Sections 34, 35, and 36 of the Act were then read together to establish the rights this framework confers on a data subject: the right to know the source of personal data, the right to request erasure, the right to restrict processing, the right to withdraw consent, and the right to object to processing, particularly direct marketing. Crucially, the court held that once a data subject objects to direct marketing, processing must cease immediately.

Applying this to the facts, the judge found that the Fund 724 message clearly constituted direct marketing and that Onimisi had objected to it through his email of April 10, 2025, an objection the respondent acknowledged the same day. Despite that acknowledgement and despite an explicit assurance that the matter would be escalated and resolved, the respondent sent another identical promotional message on April 23, 2025.

The court held this conduct squarely violated sections 36(1), (3), and (4) of the NDPA, which give a data subject the right to object to processing generally and to object to direct marketing at any time specifically and require that processing for direct marketing cease once such an objection is made.

On the strength of this analysis, the court held that Onimisi had established that the respondent breached his right to privacy under section 37 of the Constitution, resolving the sole substantive issue in his favour.

What the court actually awarded, and what it refused

The court granted three of Onimisi’s nine original reliefs in close to the form requested, and one in heavily reduced form, while refusing the rest outright.

• It declared that processing his personal data for advertisement and direct marketing purposes violated his right to privacy under section 37 of the Constitution, and was therefore unlawful, illegitimate, null, and void.
• It separately declared that the same conduct violated his data privacy rights under sections 24, 34, 35, and 36 of the NDPA, again rendering it unlawful and illegitimate.
• It further declared that the continued processing of his data for marketing purposes after he had objected amounted to a specific breach of his right to object under section 36(1) and (3) of the Act. The court also ordered the respondent to cease and desist from sending him any further direct marketing messages concerning Fund 724.

Where the judgement diverged sharply from what was asked was on disclosure and money.

• Onimisi had sought an order compelling the respondent to disclose the source from which it obtained his personal data, including any third parties or data brokers involved. The court refused this relief, offering no separate reasoning for the refusal beyond listing it among the reliefs declined. This leaves the central practical question in the case, how a non-customer’s phone number ended up in a bank’s marketing database, formally unresolved on the court record.
• On money, the gap between what was sought and what was awarded was substantial. Onimisi had asked for ₦5 million in exemplary damages specifically tied to the breach of his fundamental rights. The court refused this entirely. He had asked for ₦35 million in general damages. The court awarded ₦200,000 instead, a little over half of 1% of the sum requested. He had asked for ₦1 million to cover the cost of litigation. The court awarded ₦50,000.
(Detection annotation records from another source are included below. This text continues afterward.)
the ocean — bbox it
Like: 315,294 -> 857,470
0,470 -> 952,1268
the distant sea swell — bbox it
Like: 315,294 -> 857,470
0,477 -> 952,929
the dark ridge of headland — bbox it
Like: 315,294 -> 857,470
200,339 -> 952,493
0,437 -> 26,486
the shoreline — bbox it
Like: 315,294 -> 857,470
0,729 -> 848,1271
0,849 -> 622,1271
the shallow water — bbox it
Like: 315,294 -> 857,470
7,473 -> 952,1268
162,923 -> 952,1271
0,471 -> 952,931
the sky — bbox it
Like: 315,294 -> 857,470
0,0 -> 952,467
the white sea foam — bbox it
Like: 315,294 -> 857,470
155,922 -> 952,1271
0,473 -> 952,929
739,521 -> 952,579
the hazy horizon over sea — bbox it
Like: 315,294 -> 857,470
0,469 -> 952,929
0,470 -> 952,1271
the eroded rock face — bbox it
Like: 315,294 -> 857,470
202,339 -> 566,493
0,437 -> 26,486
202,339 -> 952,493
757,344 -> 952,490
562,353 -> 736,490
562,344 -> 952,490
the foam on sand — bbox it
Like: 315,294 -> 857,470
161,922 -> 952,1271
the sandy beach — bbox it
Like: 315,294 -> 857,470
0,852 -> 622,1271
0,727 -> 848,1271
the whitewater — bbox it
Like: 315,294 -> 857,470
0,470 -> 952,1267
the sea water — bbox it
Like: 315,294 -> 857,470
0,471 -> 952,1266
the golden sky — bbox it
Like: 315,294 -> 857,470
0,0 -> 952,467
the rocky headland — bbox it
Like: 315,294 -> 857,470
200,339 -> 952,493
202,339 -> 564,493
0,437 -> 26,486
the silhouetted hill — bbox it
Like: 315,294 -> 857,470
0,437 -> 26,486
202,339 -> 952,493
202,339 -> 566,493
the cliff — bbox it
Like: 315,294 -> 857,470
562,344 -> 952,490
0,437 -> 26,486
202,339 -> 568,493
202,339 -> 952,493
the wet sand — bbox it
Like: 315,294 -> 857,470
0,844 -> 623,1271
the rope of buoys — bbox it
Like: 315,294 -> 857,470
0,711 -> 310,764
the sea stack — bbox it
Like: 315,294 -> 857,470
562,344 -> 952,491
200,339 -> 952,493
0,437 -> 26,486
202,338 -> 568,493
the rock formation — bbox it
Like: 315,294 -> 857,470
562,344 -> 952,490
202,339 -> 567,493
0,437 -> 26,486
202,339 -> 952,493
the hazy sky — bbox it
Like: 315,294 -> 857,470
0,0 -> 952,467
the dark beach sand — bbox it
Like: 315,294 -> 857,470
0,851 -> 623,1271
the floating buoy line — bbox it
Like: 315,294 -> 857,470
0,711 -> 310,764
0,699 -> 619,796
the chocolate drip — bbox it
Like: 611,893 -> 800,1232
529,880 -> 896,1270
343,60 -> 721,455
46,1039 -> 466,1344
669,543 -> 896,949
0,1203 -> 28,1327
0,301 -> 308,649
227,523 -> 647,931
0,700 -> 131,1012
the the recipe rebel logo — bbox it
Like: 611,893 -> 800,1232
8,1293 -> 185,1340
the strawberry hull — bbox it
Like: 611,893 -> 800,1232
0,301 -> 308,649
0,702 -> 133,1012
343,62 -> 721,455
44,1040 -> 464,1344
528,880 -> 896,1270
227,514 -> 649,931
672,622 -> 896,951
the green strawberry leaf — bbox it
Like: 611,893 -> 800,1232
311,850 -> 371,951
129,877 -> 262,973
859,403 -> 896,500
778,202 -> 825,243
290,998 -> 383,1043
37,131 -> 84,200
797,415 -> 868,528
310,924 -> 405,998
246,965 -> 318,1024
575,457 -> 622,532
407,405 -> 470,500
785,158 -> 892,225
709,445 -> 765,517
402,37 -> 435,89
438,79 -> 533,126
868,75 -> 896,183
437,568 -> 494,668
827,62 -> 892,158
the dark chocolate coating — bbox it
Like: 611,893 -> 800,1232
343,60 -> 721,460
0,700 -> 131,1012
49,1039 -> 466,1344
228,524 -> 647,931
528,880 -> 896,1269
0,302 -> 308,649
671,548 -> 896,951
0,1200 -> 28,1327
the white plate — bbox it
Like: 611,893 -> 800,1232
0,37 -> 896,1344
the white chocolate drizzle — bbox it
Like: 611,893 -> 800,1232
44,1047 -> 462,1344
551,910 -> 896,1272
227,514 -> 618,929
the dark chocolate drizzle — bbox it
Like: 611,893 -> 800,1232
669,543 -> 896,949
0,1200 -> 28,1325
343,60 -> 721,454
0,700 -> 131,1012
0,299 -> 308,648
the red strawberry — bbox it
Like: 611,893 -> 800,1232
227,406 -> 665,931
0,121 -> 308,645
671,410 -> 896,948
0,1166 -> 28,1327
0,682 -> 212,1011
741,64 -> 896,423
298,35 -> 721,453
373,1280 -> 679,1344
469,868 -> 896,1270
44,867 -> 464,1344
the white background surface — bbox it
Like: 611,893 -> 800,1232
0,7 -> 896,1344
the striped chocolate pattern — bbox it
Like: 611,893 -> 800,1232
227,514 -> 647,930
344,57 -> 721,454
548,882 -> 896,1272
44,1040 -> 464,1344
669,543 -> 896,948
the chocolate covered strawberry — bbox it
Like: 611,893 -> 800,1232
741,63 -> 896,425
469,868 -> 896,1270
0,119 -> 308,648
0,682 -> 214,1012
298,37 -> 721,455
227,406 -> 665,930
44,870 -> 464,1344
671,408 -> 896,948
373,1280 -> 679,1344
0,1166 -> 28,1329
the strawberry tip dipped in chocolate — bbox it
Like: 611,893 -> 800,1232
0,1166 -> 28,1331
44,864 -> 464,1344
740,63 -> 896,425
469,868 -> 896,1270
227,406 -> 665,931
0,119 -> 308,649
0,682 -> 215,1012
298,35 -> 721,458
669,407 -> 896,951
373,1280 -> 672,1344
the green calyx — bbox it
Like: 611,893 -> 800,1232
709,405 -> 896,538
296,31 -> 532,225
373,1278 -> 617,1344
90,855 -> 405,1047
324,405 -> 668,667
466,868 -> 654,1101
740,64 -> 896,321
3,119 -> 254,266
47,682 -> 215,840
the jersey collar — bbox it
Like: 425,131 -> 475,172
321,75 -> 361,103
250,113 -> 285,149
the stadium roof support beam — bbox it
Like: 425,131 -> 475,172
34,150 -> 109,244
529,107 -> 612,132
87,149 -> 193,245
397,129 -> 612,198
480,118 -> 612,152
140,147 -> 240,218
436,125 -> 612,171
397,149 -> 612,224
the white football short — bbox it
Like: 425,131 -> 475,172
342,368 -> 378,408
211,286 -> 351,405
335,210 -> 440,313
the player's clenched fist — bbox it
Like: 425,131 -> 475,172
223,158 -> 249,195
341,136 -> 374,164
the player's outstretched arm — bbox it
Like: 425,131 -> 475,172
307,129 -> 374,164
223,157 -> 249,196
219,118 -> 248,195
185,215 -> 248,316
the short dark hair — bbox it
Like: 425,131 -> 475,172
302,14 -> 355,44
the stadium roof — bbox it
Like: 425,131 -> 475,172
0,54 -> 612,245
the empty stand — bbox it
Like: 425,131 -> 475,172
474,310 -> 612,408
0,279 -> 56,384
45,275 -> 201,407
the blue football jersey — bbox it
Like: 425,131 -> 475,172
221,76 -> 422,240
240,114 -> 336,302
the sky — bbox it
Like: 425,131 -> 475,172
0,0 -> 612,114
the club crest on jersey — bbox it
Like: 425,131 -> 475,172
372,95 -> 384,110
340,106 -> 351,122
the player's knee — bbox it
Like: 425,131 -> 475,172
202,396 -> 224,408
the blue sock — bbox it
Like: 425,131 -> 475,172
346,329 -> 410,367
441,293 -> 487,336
The judgement closes with all other reliefs simply refused, without itemised reasoning attached to each.

Speaking on the outcome, Ige described it as a good case to have worked on, but said the damages awarded fell short of expectations. He indicated that Onimisi’s legal team intends to appeal the judgement, presumably on the question of quantum, given the wide gap, as well as the court’s refusal to compel disclosure of how GTCO obtained Onimisi’s personal data in the first place.